I thank my right hon. Friend for the intervention and I agree entirely. The point is very well made and I can see the Minister on the Treasury Bench paying close attention. It is a subject that he and I have discussed on many occasions, and I look forward to hearing what he says in a moment.
The impact of all of this goes beyond local areas, as local authorities that pursue enforcement action against rogue developers have to spend significant sums of taxpayers’ cash on legal battles. When I introduced my Bill back in the autumn, I referred at length to a case in my constituency as an example of what can occur. That case is now subject to consideration by the courts, so I will not go into that detail again, save to make the observation that it has taken more than a year to get to this point and the end is still not in sight. However, it does not impact just my constituency—it is a national problem. Such incidents, as I have heard from my hon. Friends, are widespread.
In another example, in 2018, an unauthorised development was set up around Chelmsford on a Saturday morning, meaning that the planning enforcement team were able to visit the site only on the following Monday, by which time caravans, a digger and lorries carrying materials had all been brought on to the site in a pre-planned and co-ordinated attempt to build as much as possible so that it would become unviable for the council to dismantle the works. Neither of those incidents are easily resolvable. My hon. Friend Sir Paul Beresford has spoken in this House about procedural battles on development sites in Guildford and Leatherhead that have lasted between 14 and 18 years. Green belt land has been acquired and built over without planning permission in both locations.
So what solutions might there be? When I introduced my ten-minute rule Bill, I stated that I believed that the solution lay in legislative change to move unauthorised developments without permission from being a civil offence to being a criminal offence. I made the argument that that would prevent rogue developers from appealing enforcement action and block retrospective planning permission automatically. I stated that any change should not aim to remove certain permitted development rights for private households. Nor should it attempt to single out encampments by certain specific communities. Any fair planning system should recognise that developments could unintentionally stray from the approved plans when constructed. In order to avoid the danger of people who have inadvertently breached planning regulations being criminalised, for example, in cases where an extension is slightly too large or where someone implemented something erroneously, believing that they had permitted development rights, the Bill I drafted distinguished between more minor, accidental planning permission breaches, and egregious breaches where someone repeatedly attempted to bypass the planning system, or where the breach occurred on protected land such as the green belt.

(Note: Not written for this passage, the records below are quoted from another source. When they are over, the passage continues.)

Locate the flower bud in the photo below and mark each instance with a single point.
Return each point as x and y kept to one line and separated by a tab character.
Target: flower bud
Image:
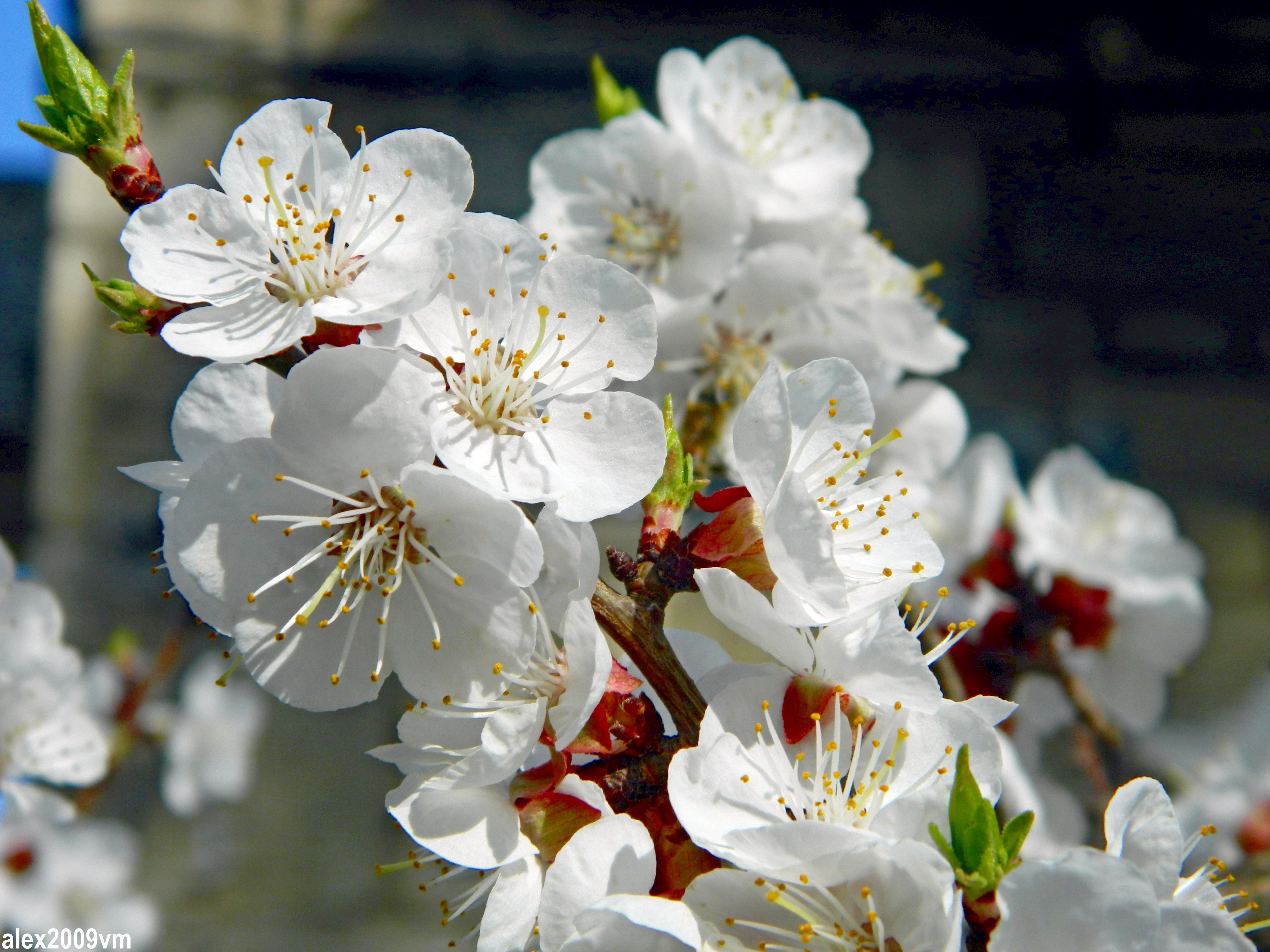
96	124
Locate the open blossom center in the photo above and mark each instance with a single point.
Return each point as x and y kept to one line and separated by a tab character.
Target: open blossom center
832	921
644	235
760	121
860	512
840	787
376	546
735	363
319	240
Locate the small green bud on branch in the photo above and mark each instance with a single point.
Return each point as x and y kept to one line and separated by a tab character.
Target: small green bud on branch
674	490
96	124
139	310
982	852
613	100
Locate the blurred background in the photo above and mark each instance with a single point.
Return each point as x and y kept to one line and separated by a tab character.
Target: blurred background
1092	176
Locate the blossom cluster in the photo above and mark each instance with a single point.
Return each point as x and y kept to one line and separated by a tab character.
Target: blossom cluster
412	417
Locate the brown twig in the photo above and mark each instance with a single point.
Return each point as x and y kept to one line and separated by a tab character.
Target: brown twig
637	625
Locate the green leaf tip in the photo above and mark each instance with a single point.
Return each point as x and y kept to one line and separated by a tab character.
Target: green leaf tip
981	851
89	120
139	310
613	100
676	487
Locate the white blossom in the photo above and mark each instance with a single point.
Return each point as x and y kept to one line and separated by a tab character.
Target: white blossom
527	344
300	233
836	540
48	732
77	876
759	790
643	197
893	897
1076	524
347	473
797	159
211	738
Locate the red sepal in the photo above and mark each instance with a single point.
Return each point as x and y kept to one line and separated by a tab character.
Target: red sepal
721	501
539	781
333	334
552	819
1081	610
1254	836
806	696
621	682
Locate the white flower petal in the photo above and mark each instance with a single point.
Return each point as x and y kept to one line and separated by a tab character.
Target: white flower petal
351	409
176	256
224	404
255	327
477	828
606	857
1140	826
761	437
512	907
1084	901
587	676
745	611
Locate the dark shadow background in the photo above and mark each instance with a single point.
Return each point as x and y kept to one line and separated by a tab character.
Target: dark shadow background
1092	176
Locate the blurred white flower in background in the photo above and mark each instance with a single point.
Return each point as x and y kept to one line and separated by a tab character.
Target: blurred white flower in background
209	737
78	876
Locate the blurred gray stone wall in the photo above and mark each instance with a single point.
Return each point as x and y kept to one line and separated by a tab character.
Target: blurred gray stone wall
1097	191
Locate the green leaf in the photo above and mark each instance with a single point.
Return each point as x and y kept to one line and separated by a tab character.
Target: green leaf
944	847
120	106
981	854
72	79
611	98
136	308
1015	832
676	485
49	138
94	122
965	812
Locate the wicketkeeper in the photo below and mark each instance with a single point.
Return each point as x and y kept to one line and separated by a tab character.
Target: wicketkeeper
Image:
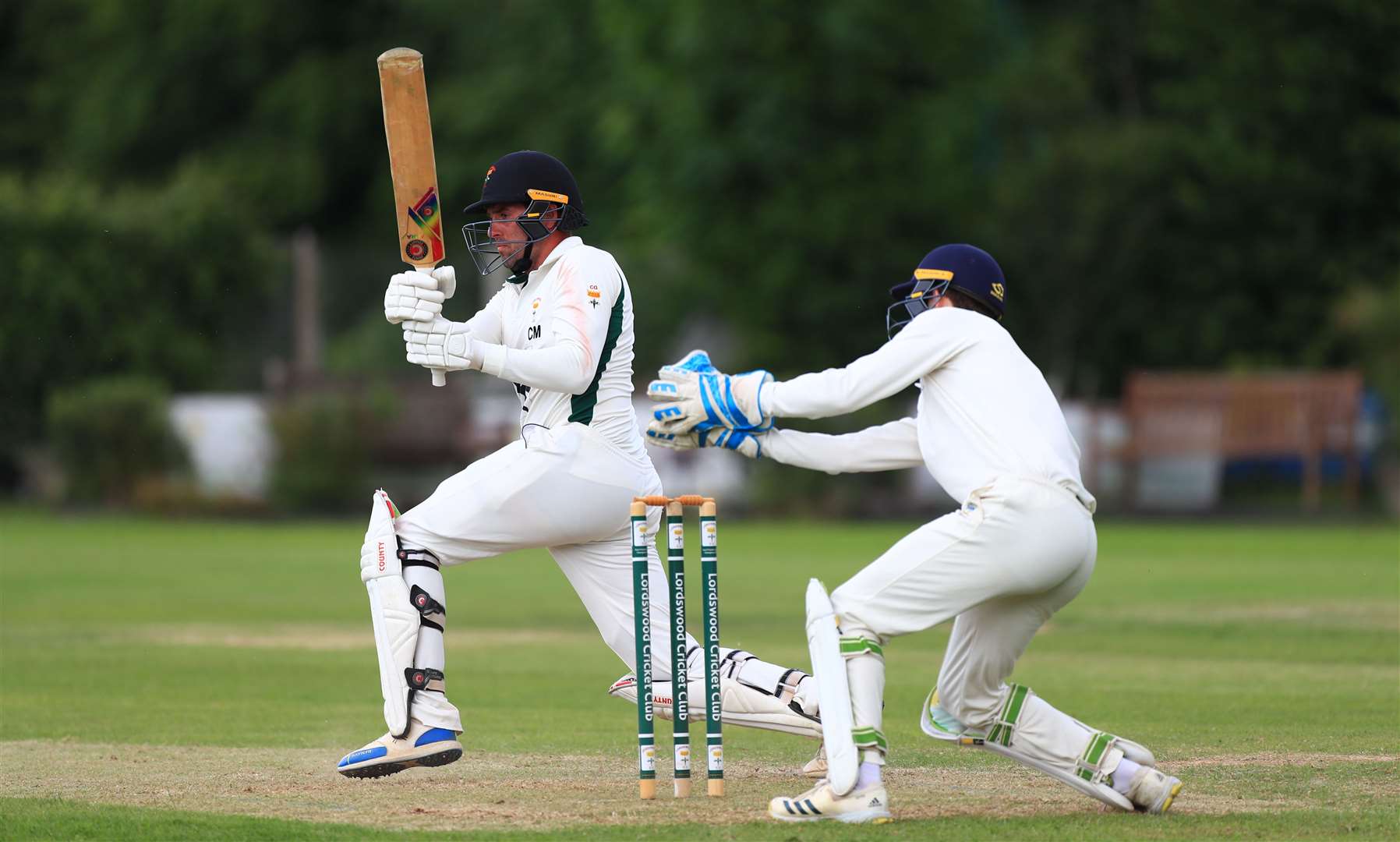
1021	545
560	332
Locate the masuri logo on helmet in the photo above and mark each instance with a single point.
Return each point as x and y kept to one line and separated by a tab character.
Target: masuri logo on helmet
960	267
539	181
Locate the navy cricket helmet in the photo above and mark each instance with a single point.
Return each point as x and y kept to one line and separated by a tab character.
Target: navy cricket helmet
542	184
960	267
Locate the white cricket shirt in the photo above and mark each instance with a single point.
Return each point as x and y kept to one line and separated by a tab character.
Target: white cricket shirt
564	339
985	409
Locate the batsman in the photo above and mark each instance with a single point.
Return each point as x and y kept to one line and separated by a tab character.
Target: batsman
1016	550
560	334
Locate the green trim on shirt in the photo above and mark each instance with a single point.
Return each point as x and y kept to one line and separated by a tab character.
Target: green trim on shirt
583	405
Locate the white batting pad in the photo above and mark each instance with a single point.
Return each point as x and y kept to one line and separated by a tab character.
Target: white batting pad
394	617
832	687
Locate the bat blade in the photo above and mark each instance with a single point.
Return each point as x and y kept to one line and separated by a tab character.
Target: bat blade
409	133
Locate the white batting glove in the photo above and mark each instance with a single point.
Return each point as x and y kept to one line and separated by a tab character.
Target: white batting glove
749	444
418	296
695	395
441	344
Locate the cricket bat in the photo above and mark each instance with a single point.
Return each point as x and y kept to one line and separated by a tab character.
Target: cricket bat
409	132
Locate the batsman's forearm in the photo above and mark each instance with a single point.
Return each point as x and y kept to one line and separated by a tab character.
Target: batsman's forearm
557	369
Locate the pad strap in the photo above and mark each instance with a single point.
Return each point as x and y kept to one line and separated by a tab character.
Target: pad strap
1006	724
425	678
733	662
433	614
419	558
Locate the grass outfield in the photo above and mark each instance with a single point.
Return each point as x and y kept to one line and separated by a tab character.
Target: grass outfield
200	680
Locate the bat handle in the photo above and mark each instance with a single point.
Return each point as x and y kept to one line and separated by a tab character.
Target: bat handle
439	376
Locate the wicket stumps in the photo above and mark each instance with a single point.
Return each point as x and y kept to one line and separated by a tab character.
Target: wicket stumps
642	611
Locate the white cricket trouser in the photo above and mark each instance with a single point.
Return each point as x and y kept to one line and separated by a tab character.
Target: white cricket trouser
566	490
1014	554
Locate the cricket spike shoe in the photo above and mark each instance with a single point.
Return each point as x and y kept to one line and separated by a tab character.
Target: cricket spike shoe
1153	791
423	745
861	805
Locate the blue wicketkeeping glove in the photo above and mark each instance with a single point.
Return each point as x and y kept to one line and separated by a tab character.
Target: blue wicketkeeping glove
693	395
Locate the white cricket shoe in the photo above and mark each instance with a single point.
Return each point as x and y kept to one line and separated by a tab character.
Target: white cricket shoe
1153	791
423	745
868	805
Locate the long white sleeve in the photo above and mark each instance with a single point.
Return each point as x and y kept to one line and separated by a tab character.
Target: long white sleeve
885	448
578	330
899	363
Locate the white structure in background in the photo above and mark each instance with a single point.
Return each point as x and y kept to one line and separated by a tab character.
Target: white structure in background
228	440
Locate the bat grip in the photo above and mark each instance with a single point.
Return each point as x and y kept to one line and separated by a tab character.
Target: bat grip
439	376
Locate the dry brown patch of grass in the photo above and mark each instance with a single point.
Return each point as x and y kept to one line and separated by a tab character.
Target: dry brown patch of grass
496	791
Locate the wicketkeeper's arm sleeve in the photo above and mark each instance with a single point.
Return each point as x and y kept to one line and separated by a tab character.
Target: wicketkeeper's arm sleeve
899	363
885	448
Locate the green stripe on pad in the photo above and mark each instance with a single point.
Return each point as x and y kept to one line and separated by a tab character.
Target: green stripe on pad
1094	755
870	738
854	646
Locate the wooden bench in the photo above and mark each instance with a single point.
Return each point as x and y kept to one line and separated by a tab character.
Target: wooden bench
1259	415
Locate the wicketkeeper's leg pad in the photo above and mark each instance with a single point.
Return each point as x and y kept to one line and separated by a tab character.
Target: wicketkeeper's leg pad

In such instances, the rules need to be flexible enough to consider the circumstances of the breach. However, I believe this should be balanced against the need to ensure the system is strong enough to close the loophole that rogue developers are currently exploiting.
There are a range of potential solutions. As I have stated, my solution was to change the law to make unauthorised development a criminal offence. An alternative might be to reform the pre-existing enforcement provisions, for example, by rapidly speeding up the process by which planning enforcement can take place, and perhaps vastly increasing the level of fines applicable and limiting the timescales and grounds for appeal.
Whatever solution we opt for, the case for change is substantial. I have seen at first hand local authorities’ difficulties in deterring and stopping rogue developers from building without permission. I have seen the damage that that can cause. I have witnessed the frustration of local residents who find their local areas threatened and I have heard from local councillors and their officers about the long drawn-out, inefficient and very expensive processes they are obliged to follow in attempting to deal with the problem.
We can strengthen councils’ ability to act, protect the green belt and ensure that communities get their say on local developments by changing the law. When the planning Bill comes to the House, it will be a golden opportunity to take steps to protect local residents, stamp out these abuses of the planning process and right a very clear wrong. I urge the Government to pay heed to the issue. I very much look forward to hearing the comments of my right hon. Friend the Minister.